I remember, around high school graduation, trying to guess where people would end up. I wasn’t far off in some cases although, like most people, I made the mistake of extrapolating in a straight-line trajectory from the present, failing to account for the twists and turns. I imagine traveling back in time now to the eve of high school graduation to tell my old group their fortunes: You become a Child Neurologist (no surprise there; that’s one life that went according to plan). You’re an engineer, who has dedicated so much of you life to fostering children and now have your first biologically. You drift from one job to another while, it appears, trying to make it through life as an addict. Come to think of it, that’s a terrible idea. It’s probably a mercy that our future selves are quarantined off from us, that time’s firewall protects us from spoilers.

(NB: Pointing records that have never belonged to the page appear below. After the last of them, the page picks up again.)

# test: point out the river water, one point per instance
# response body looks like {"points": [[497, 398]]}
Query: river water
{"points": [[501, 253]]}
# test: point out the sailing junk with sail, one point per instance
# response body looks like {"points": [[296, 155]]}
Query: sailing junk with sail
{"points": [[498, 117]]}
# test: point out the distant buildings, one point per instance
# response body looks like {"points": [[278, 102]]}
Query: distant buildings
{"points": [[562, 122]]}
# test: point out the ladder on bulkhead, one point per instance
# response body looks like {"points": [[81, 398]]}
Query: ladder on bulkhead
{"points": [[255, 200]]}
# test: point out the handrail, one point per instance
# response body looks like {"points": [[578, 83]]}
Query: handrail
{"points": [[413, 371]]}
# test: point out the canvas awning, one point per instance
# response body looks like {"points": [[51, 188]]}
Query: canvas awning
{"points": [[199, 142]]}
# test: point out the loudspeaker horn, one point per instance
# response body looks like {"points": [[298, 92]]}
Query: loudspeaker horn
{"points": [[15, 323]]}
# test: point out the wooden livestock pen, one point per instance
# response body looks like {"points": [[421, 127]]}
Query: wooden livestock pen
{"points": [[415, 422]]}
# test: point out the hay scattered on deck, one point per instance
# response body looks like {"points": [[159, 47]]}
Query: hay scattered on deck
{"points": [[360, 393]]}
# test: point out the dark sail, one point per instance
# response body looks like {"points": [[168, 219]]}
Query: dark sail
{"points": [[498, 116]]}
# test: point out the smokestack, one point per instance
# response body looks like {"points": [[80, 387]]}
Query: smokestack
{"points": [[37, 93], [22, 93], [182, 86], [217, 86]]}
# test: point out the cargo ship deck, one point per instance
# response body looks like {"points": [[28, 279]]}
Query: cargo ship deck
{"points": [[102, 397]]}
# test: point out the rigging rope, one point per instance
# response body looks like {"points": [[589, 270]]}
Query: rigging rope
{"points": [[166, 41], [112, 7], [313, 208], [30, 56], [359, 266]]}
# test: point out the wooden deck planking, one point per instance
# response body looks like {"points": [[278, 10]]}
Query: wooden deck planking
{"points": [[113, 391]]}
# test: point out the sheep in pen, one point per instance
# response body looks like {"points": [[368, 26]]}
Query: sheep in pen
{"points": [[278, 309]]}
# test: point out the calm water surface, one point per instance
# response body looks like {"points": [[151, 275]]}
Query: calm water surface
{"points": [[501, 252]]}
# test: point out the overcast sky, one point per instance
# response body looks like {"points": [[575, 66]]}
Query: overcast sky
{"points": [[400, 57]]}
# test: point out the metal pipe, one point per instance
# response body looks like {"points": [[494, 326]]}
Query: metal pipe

I’ll let Abed end this week’s issue:
“I don’t think you should. Chaos already dominates enough of our lives. The universe is an endless, raging sea of randomness. Our job isn’t to fight it, but to weather it together on the raft of life, held together by those few, rare, beautiful things that we know to be predictable… us. It won’t matter what happens to us as long as we stay honest and accepting each other’s flaws and virtues. Annie will always be driven, Shirley will always be giving, Pierce will never apologize, Britta’s sort of a wild card from my perspective, and Jeff will forever remain a conniving son of a bitch.”